Every Negro ever convicted of killing a police officer has died in the gas chamber. So what chance did I have?1
DEATH-ROW INMATE AARON MITCHELL INTERVIEWED THE DAY OF HIS EXECUTION ON APRIL 12, 1967
I don’t remember anyone thinking that Huey Newton, a person who advocated the use of guns, could shoot an Oakland police officer and expect to walk away from it. Everyone thought that surely he would be convicted of first-degree murder.2
PIONEERING AFRICAN-AMERICAN TV REPORTER BELVA DAVIS
By late October 1967, Fay might have thought she knew what her opportunity would be. Oakland made international headlines following a blockade of the Oakland Induction Center by thousands of demonstrators during Stop the Draft Week. The largest anti-war protest to date began on October 16 and ended several days later when demonstrators were forcibly dispersed by heavily reinforced police armed with pellet guns, stun grenades and nightsticks. Covering the confrontation for her San Francisco TV station, cub reporter Belva Davis knew she was witnessing history: “The Bay Area felt like ground zero in a generational battle for the soul of the country.”3 Charles Garry signed up to be lead counsel for seven activists arrested for organizing Stop the Draft Week. But barely a week later he got a call to take on an even bigger challenge.
The lead story in The Oakland Tribune on October 28, 1967, blamed a local black militant named Huey Newton for an early morning shootout in West Oakland resulting in the death of one Oakland policeman and the wounding of another. At the time, Garry knew little about the Black Panther Party for Self-Defense or its co-founder, who lay hospitalized with a bullet wound in his abdomen. A few days later, when Charles Garry poked his head into Fay’s cubicle on his way to see his new client in the hospital, Fay jumped at the chance to accompany him.
Garry really could not handle another high-profile case at the same time as he agreed to lead the Oakland Seven defense team. Yet Garry could not resist Beverly Axelrod’s urgent plea for help. Beverly and her new lover Eldridge Cleaver had befriended Huey Newton the prior spring. The two had helped launch the Panther underground newspaper in Beverly’s living room just weeks before the mainstream media first focused on the Black Panthers as a dangerous new militant group from Oakland, California who prompted the state’s enactment of strict new gun control laws.
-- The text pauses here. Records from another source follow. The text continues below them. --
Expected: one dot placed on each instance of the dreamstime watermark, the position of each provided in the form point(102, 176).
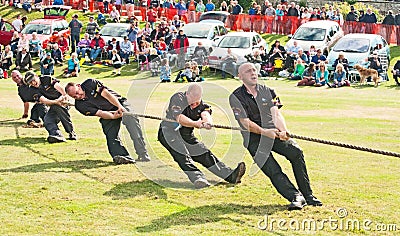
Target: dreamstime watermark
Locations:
point(340, 221)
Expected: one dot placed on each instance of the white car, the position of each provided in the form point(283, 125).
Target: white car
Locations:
point(323, 34)
point(206, 31)
point(240, 43)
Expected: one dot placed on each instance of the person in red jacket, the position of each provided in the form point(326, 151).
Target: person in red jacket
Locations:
point(151, 16)
point(180, 45)
point(97, 44)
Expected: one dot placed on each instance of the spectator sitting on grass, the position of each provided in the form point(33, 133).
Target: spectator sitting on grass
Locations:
point(23, 60)
point(339, 77)
point(113, 44)
point(47, 65)
point(125, 50)
point(298, 70)
point(308, 76)
point(322, 75)
point(57, 55)
point(73, 66)
point(35, 45)
point(165, 71)
point(84, 46)
point(97, 44)
point(117, 62)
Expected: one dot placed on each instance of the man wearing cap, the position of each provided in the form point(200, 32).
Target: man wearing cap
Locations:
point(188, 111)
point(97, 44)
point(23, 60)
point(26, 93)
point(75, 27)
point(92, 98)
point(52, 94)
point(47, 65)
point(256, 108)
point(92, 27)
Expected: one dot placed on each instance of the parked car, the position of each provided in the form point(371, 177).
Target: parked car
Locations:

Garry developed instant empathy for Newton when Garry had rushed with Beverly to the hospital to meet the accused cop killer. Fay, too, would never forget the impact of seeing Huey Newton lying half-naked under armed guard as he recovered from life-saving surgery. At first sight, she felt a strong sexual attraction. She also reacted with indignation at his helpless condition. She would do whatever it took to save Newton’s life. It would be a monumental task.
Staunch opponents of the death penalty like Fay Stender and Charles Garry knew that Governor Reagan had strongly endorsed capital punishment in his 1966 campaign. In April 1967, the popular new governor had followed through by declining to halt the execution of an African-American man on death row for killing a policeman in a botched robbery. Sending a leader of black militants like Huey Newton to the gas chamber for another officer’s death would be a crowning achievement for Governor Reagan. The path to save Huey Newton’s life would be to win his acquittal at trial — an unheard-of result when the victim was a policeman.
Charles Garry planned a two-pronged approach: a super-aggressive defense in court raising every possible factual and legal issue, and a major publicity campaign. For both aspects Fay’s skills would be essential — particularly in researching and writing motions addressed to technical defects in the prosecution. Garry had developed no skills of his own in this critical area.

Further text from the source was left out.